The Bourne Identity / The Bourne Supremacy / The Bourne Ultimatum – Blu-ray/DVD Combo Discs (Universal) – The HighDef battle is long over but the labels are still trying to find ways to speed up adoption of the format. With DVD sales flattening out in the past couple of years, Blu-ray is where the growth is, and the home theater boom in increasingly larger and sharper widescreen monitors and more powerful sound systems, we’ve reached the point where general consumers can see the difference. We’ve seen labels increasingly add not just a bonus digital copy for PC, iPod and other portable media players, but bonus DVD copies, especially in the case of animated features and other family films. In a situation where kids may have their own playroom TV and DVD player, a separate disc they can use on their own is an attractive option that offers the best of both worlds: the Blu-ray clarity for the home theater and a DVD for the kids to handle (leaving the Blu-ray untouched by grubby little hands).
Universal has now launched its own alternative to the Blu-ray vs. DVD/Blu-ray plus DVD option: putting them both on a single disc, with the Blu-ray on one side and the DVD on the other. The they are launching this new paradigm with the three films of the Bourne trilogy, released separately for the first time on Blu-ray (the past release was as a set). The movies themselves are marvelous. Doug Liman directs The Bourne Identity (2002), an adaptation of Robert Ludlum’s novel about an amnesiac human weapon trying to discover his true identity while the CIA hunts him down, and Matt Damon delivers a performance of pure focus, as if all the vulnerability of his human self is taken off-line and replaced by instinct and programming whenever he’s in the line of fire. The two sequels directed by Paul Greengrass are even better as Damon becomes the great anti-Bond of Hollywood action cinema with The Bourne Supremacy and The Bourne Ultimatum. Greengrass shoots in a rough and ready style, choreographing complex action scenes on location and throwing the audience into the middle of the chaos with a handheld camera that whips and searches and follows the action as if the cameraman was catching it all on the fly. His style is closer to The French Connection than to the unreal spectacles of modern special effects thrillers, bringing a visceral immediacy to every scene and putting the audience in the front seat of every car chase and collision, while his narrative efficiency is stunning and his overdrive pacing never misses a beat. Both the DVD and Blu-ray formats feature the commentary tracks, deleted and alternate scenes and treasure chest of featurettes from previous releases and the Blu-ray versions include the interactive “U-Control” and BD-Live supplements.
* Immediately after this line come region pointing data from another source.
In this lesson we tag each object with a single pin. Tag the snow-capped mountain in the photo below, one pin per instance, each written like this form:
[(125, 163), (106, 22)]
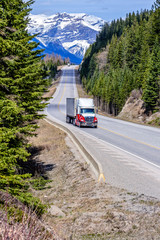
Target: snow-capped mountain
[(68, 35)]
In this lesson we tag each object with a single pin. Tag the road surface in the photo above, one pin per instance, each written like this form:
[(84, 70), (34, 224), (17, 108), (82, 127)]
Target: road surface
[(129, 153)]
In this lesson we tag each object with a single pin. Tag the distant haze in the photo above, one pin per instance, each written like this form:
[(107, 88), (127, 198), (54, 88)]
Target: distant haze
[(105, 9)]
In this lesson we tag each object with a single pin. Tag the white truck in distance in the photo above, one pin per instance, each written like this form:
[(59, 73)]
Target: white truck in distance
[(81, 112)]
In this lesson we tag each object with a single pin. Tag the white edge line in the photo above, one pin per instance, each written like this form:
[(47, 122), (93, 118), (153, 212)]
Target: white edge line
[(155, 165)]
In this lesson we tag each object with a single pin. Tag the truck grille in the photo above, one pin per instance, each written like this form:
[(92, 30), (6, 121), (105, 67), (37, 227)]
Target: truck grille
[(89, 119)]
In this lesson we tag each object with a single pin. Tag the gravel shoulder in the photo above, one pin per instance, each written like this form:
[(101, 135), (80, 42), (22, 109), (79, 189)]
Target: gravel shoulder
[(81, 208)]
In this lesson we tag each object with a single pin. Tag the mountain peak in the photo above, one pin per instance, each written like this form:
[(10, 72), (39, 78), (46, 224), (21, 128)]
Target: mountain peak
[(74, 31)]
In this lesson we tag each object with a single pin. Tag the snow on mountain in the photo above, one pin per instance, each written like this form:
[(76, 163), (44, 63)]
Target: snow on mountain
[(74, 32)]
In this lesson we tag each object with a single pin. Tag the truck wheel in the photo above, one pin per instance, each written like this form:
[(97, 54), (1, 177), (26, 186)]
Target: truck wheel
[(74, 122), (68, 119)]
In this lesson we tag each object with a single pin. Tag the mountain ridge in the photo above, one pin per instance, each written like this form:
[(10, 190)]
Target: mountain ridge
[(65, 34)]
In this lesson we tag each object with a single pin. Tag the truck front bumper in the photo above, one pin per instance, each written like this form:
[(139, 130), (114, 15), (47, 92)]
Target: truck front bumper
[(86, 124)]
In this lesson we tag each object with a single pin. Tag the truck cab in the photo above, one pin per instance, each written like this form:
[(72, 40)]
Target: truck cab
[(85, 114), (81, 112)]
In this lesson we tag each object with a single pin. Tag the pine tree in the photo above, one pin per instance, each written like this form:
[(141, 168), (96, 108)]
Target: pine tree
[(22, 84)]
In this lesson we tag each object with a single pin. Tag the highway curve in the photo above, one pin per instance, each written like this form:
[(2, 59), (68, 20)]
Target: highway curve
[(129, 153)]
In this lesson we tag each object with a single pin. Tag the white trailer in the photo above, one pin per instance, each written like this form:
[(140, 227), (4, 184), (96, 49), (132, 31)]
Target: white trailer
[(81, 112)]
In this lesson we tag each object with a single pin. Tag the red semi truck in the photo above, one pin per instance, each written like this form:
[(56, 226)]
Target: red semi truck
[(81, 112)]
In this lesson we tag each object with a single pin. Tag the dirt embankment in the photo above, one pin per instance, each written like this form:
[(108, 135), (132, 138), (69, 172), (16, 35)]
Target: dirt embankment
[(81, 208)]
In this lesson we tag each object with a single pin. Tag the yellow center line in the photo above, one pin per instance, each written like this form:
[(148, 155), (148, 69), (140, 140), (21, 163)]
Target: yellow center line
[(135, 140)]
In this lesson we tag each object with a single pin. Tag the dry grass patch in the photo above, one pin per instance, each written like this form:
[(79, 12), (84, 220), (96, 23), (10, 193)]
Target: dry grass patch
[(80, 207)]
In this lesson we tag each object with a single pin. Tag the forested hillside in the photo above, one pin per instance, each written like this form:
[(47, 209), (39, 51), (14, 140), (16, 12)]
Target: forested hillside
[(133, 61), (22, 83)]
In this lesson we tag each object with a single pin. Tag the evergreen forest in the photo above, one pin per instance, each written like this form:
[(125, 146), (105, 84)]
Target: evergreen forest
[(132, 47), (23, 81)]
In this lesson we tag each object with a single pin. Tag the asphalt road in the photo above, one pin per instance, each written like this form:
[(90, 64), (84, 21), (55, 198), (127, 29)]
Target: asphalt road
[(129, 153)]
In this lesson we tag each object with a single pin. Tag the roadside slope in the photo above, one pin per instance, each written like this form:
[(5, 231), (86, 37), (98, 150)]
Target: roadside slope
[(80, 207)]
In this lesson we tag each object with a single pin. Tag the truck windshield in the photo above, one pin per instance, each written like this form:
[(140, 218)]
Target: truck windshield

As to the new format, honestly I’m not sure what the reasoning behind is. Sure, it might make sense for a consumer who is contemplating a Blu-ray upgrade but has yet to make the plunge, and even for a Blu-ray convert it’s always better to have the option than not. Putting them both on the same disc hasn’t, by my admittedly unscientific sampling, affected the clarity or effectiveness of either format. But by putting both version on the same disc, it removes the flexibility inherent in two discs, and the flipper style more than doubles the chances of smudges and dirt getting on the disc. You certainly don’t want to leave this disc lying around outside the case, and not only because it can be easily scratched or otherwise damaged with one programming side always exposed. With no “label side,” you have to look closely to read the title on the inner ring. Perhaps it’s a cost-saving measure, though the raw costs of a second blank disc is minimal (the packaging may be another matter).